— За что? — спросил однорукий.
— Приказ! Ты солдат, должен понять, — отчаянно оправдался генерал. — Меня сломали там, в кабинете, я трижды сдох, а воскрес дважды… Теперь торчу здесь мертвый, от меня смердит, как от крысы на помойке.
— Так и будешь жить мертвым? — грозно и брезгливо спросил Абу-председатель.
— Прости, солдат. Не я один, мы все…
— Врешь!
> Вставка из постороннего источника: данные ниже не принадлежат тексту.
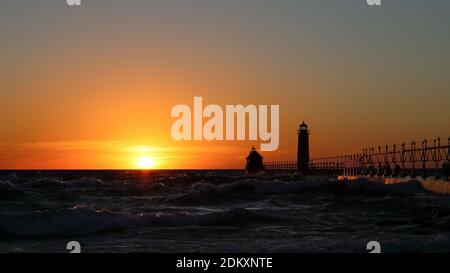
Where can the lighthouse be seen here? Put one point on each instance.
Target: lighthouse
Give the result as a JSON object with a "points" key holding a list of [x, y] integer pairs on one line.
{"points": [[303, 148]]}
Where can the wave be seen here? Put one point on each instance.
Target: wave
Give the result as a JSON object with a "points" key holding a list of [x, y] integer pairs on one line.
{"points": [[369, 185], [80, 221], [52, 183], [8, 190], [263, 187]]}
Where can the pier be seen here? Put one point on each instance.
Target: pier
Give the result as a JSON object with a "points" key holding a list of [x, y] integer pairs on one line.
{"points": [[423, 159]]}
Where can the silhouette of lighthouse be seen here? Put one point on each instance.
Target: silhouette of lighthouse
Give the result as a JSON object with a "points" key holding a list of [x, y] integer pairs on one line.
{"points": [[303, 148]]}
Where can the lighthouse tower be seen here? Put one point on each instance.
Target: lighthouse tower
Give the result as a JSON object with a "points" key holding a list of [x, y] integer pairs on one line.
{"points": [[303, 148]]}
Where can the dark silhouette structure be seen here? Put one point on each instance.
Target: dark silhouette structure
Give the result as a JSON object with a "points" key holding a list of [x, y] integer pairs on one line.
{"points": [[254, 162], [303, 149]]}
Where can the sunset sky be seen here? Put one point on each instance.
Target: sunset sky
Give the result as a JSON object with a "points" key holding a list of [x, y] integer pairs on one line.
{"points": [[92, 87]]}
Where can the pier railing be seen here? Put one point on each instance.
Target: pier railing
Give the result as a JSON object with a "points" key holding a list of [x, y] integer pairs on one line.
{"points": [[426, 158]]}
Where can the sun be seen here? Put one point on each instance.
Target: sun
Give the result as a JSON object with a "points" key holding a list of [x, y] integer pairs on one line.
{"points": [[146, 162]]}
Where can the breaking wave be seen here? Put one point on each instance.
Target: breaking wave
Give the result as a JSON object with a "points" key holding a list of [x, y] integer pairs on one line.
{"points": [[84, 221]]}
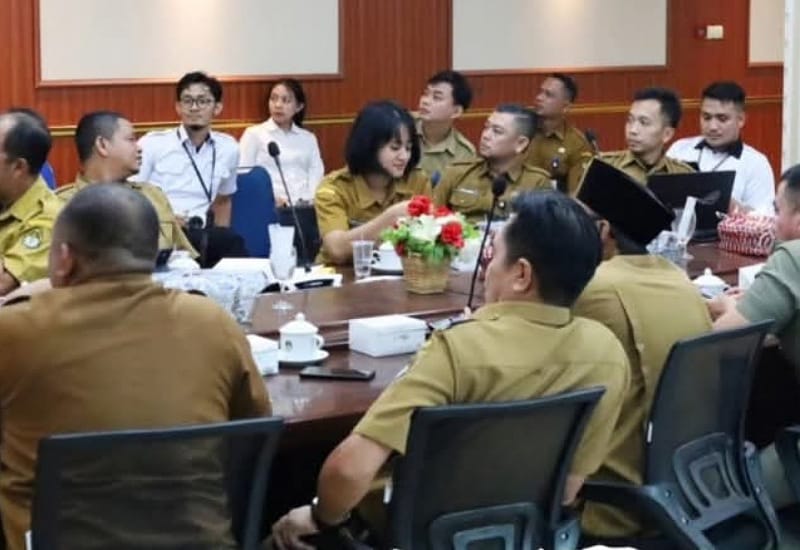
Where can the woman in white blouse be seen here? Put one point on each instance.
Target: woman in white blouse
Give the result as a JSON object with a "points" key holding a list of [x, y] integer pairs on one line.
{"points": [[299, 150]]}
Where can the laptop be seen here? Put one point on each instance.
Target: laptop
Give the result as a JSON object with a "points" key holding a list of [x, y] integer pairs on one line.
{"points": [[712, 190]]}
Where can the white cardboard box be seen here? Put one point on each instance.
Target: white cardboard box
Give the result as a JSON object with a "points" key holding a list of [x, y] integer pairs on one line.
{"points": [[386, 335], [748, 274], [265, 354]]}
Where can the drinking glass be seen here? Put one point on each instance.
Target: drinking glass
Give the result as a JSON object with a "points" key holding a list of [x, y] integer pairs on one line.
{"points": [[283, 261], [684, 238], [282, 258], [362, 258]]}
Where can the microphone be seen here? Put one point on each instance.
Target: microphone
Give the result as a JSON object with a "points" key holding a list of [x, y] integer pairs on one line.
{"points": [[275, 152], [591, 137], [499, 185]]}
Не все. Я видел других. Твой офицер зашел в саклю с солдатами. Там рожала молодая. Солдаты схватили ее, потащили к двери. Ребенок выпал из матери у порога. Солдат штыком отрезал пуповину. Ребенок остался в сакле, мать унесли. Офицер снял шинель, завернул ребенка. Потом выстрелил себе в рот. Они теперь лежат в сакле, на красном полу. А ты стоишь на белом, живой. Ты живой! Если ты мужчина, стань настоящим мертвым! Ты живой, хотя и смердишь, как крыса на помойке!
— Уве-сти-и-и! — взревел генерал солдатам. Отвернулся, скрипя зубами, лицом к сияющей громаде Эльбруса, подпиравшего бирюзовый свод неба. По меловой щеке сползала к подбородку тусклая жемчужина — ветрено было. Генерал стер ее острым плечом бурки. Больше не оборачивался, лишь махнул рукой, давая сигнал битком набитым ревущим «студебеккерам».
Рев уплотнился, окреп, кузова тронулись, поплыли вровень с крышами саклей. Околица глотала машины одну за другой. Черным зловещим жуком ползла в арьергарде генеральская эмка. Повисла стылая тишина. Взлетел на жердь петух, вспоров безмолвие сиплым криком.
Топились печи за распахнутыми настежь дверями, с улиц виден был трепет огня на поленьях. Кудрявые дымы зябко текли из труб, кошачьими хвостами подпирая оцепеневшее небо: ветер скорбно, надолго затих. Дымы текли сами по себе полчаса, может больше. Потом стали прозрачно истаивать, пока не растворились в погребальных сумерках.
… В открытую дверь боязливо просунулась лохматая башка волкодава. Окрика не последовало. На дощатом столе смутно белела баранья кость, пахло сытостью. Пес, цокая когтями по доскам, сделал шаг, другой, грозно скалясь, обходя ненавистно смердивший труп чужака. Рядом едва приметно шевельнулся, слабо пискнул шинельный сверток.
Собака, боязливо приседая, подобралась к столу, остановилась, нетерпеливо перебирая лапами, все еще не решаясь на воровство. Шинельный сверток у порога вдруг заворочался, заверещал, надрываясь в крике, тоненько и жалко. Пес прянул за стол, поджал хвост.
Кость на столе терзала его обоняние все сильнее. Волкодав, задрав голову, тоскливо завыл. Ему ответили разрозненные голоса: ржаво-хриплые и высокие, визгливые и густые. Они отгоняли от расстегнутого нараспашку аула холод и безлюдье до самой ночи.